Given the size of sequenced genomes, microsatellite detection requires computer programs. Moreover, microsatellites may exhibit more or less complex nucleotide sequence, since stretches of tandem repeats may be interrupted by point mutations or indels and the detection of these is not trivial. A comparison of studies based on the genomic distribution of microsatellites reveals a surprising variability in the criteria used to detect microsatellites. For example, these criteria include the minimum or maximum repeat number [14–16, 18], the motif type (e.g., AC) [17], or the minimum distance between successive microsatellites [16, 17]. Another aspect of this variability is the method used to detect microsatellites: either it is not mentioned or it relies on home-made, poorly explained algorithms [19, 20]. This variability is likely to affect empirical distributions of microsatellites, and therefore might affect the inferred mutation parameters. In addition, this comparison also reveals that imperfections (termed interruptions), are managed differently. Such imperfections are of a few types, including single mismatches in a locus, multiple mismatches at consecutive or non-consecutive positions, the succession of different motifs (compound microsatellites), and perfect microsatellites separated by several nucleotides (interrupted microsatellites) [21]. Imperfect microsatellites are generally excluded from studies, either by decomposing imperfect loci into perfect independant subparts, or by taking into account only perfect isolated loci. Both solutions provide a biased view of reality, because imperfections result from the evolutionary process, and influence the evolutionary dynamics by restricting the slippage rate [22–24]. A more integrated view on microsatellites requires more sophisticated and dedicaded algorithms.

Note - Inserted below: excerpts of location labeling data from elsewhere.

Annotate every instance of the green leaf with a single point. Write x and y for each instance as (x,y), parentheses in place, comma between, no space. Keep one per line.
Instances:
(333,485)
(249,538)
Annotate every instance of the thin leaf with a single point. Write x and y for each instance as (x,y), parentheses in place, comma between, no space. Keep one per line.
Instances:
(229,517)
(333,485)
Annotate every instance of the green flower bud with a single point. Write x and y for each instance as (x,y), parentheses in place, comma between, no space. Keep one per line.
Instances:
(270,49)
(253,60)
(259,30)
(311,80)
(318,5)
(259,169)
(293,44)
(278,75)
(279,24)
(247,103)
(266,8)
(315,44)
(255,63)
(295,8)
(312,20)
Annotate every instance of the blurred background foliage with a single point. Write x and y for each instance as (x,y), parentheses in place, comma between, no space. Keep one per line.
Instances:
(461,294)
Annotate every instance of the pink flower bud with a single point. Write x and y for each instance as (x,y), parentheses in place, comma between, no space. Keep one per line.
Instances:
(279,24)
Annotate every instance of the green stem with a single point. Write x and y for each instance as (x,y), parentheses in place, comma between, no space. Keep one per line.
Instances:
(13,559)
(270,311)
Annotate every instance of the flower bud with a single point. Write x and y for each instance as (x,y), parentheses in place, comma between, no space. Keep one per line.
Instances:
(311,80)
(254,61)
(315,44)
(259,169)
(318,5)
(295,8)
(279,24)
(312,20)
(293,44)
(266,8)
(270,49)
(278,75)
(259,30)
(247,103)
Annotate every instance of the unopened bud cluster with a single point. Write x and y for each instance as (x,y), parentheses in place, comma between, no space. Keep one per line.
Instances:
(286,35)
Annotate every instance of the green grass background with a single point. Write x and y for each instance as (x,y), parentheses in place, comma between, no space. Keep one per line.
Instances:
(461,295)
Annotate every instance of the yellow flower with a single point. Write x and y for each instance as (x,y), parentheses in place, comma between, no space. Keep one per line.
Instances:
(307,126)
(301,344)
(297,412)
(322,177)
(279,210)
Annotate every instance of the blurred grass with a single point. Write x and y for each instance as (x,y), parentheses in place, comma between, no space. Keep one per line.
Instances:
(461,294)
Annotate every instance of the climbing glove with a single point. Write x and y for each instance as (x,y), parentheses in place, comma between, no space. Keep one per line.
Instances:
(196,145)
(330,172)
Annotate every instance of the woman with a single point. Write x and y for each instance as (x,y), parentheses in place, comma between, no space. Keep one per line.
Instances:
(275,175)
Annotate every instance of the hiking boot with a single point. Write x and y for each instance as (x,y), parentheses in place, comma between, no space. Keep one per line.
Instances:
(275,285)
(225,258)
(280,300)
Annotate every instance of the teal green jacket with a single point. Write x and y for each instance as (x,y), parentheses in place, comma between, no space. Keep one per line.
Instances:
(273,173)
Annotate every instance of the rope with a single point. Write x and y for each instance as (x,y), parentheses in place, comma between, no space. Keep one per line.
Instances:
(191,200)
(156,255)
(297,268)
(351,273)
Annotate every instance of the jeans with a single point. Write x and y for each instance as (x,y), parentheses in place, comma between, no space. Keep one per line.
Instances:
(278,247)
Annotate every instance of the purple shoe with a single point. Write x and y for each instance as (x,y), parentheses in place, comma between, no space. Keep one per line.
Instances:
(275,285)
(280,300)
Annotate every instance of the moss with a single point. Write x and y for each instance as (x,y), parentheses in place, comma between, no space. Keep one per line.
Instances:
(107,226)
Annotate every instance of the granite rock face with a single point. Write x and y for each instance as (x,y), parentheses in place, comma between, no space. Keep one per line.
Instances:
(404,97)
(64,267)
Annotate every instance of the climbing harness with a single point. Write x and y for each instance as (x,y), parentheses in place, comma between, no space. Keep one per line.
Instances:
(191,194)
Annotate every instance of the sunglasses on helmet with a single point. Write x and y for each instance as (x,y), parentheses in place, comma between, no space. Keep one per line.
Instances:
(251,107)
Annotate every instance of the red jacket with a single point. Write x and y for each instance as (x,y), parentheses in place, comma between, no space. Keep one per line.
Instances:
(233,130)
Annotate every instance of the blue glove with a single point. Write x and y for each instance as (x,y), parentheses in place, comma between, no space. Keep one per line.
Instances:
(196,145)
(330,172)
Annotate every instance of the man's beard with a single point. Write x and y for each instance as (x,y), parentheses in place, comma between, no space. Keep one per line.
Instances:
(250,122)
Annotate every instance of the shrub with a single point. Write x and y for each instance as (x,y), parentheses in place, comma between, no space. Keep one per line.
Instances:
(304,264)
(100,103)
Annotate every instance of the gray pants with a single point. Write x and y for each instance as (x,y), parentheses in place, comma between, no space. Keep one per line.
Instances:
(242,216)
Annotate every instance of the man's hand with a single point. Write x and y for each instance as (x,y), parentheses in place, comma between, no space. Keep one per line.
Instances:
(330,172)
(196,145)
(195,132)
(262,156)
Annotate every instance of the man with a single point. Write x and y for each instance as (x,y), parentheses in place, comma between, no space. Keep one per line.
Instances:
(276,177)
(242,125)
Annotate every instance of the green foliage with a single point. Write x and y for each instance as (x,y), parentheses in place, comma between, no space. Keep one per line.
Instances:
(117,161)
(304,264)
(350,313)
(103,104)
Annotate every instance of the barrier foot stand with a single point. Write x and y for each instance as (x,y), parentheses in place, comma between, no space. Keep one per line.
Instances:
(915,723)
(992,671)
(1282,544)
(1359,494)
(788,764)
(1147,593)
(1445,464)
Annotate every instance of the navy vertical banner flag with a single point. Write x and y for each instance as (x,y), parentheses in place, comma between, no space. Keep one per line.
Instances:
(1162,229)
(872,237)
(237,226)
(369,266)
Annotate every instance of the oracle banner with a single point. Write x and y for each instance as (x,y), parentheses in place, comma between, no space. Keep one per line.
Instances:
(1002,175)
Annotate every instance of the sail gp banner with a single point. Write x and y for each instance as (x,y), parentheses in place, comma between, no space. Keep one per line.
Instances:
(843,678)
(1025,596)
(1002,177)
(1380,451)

At least a dozen detection algorithms have been described in the literature over the last ten years and they are based on three main approaches. First, combinatorial algorithms [25–27] scan genomic sequences linearly and detect tandem repeats as sub-sequences following specific construction rules. Various rules have been proposed, but these methods guarantee exhaustive detection of all sub-sequences corresponding to the rules. The second group of methods [28–30] uses algorithms that first scan genomic sequences to detect regions that may be microsatellites under given statistical rules. These regions are then submitted to validation tests that sieve out desired sequences. This pool of sequences may not be exhaustive because some sub-sequences that could pass validation tests may not be detected by statistical tests. However, these algorithms are time-efficient, and appropriate statistical criteria insure relevant results. In the third approach, algorithms align a given motif, or library of motifs, along genomic sequences [31, 32]. Regions detected as microsatellites are those whose alignment score is higher than a given threshold.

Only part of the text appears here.